Whilst personal trainers promote protein shakes as part of a weight loss program, incredibly the market in the USA last year was worth $2.7 billion dollars. This article takes a look at the use of protein shakes and what to look out for.
What are protein shakes?
Basically they are milk shakes with an added protein powder. Some can be bought ready made. They can be flavoured, chocolate, vanilla, strawberry you get the idea.
The powder is a protein supplement. The supplement can be just protein powder to fill up on, or it may contain additional supplements. Top of the range powders are formulated with different protein, added vitamins and nutrients.
If your protein shake does not contain vitamins you may need to add these to your diet, especially if you are using them as meal replacements.
What are they used for?
Both weight loss AND weight gain, weight loss speaks for itself the gain is usually desirable in the form of muscle, this might be new muscle or assisting in the repair of existing muscle.
In addition it now appears that protein shakes can be beneficial in topping up building blocks that are deficient as we get older or just giving a boost of energy.

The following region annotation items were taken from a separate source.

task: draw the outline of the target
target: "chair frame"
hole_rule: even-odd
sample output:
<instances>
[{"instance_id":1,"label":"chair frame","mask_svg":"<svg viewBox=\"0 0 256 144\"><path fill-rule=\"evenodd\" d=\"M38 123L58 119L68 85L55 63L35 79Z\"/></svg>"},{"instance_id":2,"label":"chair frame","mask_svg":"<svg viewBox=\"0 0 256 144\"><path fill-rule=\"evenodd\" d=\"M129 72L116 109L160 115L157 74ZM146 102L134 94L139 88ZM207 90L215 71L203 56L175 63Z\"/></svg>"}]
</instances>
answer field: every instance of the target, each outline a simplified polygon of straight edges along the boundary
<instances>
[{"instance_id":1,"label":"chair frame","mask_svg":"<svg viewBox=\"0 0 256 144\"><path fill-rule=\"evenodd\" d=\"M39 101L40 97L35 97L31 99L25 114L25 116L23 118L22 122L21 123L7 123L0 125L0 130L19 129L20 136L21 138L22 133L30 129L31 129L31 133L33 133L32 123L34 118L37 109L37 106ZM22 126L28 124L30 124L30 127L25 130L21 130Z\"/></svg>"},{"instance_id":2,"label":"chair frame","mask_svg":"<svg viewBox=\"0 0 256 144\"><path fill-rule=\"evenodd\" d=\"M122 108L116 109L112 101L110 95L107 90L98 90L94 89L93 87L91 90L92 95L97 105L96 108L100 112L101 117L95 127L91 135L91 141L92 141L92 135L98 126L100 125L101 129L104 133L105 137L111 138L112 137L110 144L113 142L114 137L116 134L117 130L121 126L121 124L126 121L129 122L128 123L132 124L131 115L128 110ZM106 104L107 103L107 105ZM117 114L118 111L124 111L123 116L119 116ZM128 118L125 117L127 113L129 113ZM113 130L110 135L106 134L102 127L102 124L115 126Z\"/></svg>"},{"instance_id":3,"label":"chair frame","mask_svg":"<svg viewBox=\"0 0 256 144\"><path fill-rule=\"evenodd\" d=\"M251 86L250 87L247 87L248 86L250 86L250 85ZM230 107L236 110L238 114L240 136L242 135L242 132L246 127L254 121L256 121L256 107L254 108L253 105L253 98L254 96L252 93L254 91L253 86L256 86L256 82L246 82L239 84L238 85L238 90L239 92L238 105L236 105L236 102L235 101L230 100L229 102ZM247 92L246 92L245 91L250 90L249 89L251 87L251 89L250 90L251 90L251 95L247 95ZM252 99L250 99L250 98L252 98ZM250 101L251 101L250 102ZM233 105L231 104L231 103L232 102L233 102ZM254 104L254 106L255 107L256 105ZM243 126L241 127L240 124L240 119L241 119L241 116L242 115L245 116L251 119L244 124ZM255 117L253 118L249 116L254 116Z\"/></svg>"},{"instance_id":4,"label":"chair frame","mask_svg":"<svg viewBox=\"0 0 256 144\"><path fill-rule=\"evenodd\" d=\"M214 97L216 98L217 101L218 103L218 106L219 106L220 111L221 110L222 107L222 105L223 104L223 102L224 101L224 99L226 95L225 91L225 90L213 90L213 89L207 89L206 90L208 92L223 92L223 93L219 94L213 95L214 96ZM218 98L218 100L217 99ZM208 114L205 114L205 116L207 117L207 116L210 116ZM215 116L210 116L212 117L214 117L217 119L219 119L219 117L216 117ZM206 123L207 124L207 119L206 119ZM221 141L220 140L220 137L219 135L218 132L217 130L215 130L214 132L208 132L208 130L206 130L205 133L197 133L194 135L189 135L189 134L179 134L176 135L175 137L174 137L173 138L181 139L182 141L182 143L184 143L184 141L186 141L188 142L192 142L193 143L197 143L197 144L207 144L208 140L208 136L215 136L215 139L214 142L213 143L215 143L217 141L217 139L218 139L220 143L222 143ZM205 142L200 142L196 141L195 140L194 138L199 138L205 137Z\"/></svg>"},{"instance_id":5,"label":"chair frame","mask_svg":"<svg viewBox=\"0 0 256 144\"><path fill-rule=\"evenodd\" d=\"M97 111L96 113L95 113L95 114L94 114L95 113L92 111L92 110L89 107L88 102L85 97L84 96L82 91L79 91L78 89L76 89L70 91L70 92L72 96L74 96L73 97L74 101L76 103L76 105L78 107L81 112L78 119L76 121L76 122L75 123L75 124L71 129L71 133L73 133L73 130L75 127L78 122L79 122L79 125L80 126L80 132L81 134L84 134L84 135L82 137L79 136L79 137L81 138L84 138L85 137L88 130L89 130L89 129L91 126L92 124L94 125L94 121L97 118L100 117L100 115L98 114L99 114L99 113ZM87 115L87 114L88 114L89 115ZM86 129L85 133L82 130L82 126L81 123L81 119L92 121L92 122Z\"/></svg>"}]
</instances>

Protein makes you feel full, a protein shake might typically contain 40 g. of protein, depending on the person we can process between 5 – 9 grams per hour, any excess protein is either excreted or turned to fat. The former can lead to diarrhoea and dehydration the later can lead to weight gain of the wrong sort!
Coupled to this a protein shake needs to contain fibre in the same way that we need vegetables for fibre in any balanced diet.
So its obviously important to get the amount of protein shake consumed correct.
Alternatively the shakes can be combined with activity or exercise to use up the excess. When used in this way the ease of absorption is a real plus. So if ‘active’ is the way you describe yourself protein shakes might be of use.
If protein shakes are added to a balanced diet this ease of absorption can be a real advantage particularly when it comes to building and repairing muscle.
Increase in muscle requires protein, the build up is slow because it requires more than can normally be consumed in solid form. So a top up in easily absorbed liquid form can massively advance the program.
They can’t be toxic surely?
An investigation in the summer of 2010 found that when 15 protein shakes were tested some had levels of cadmium, lead, mercury and arsenic, These heavy metals can be harmful so how do you avoid them?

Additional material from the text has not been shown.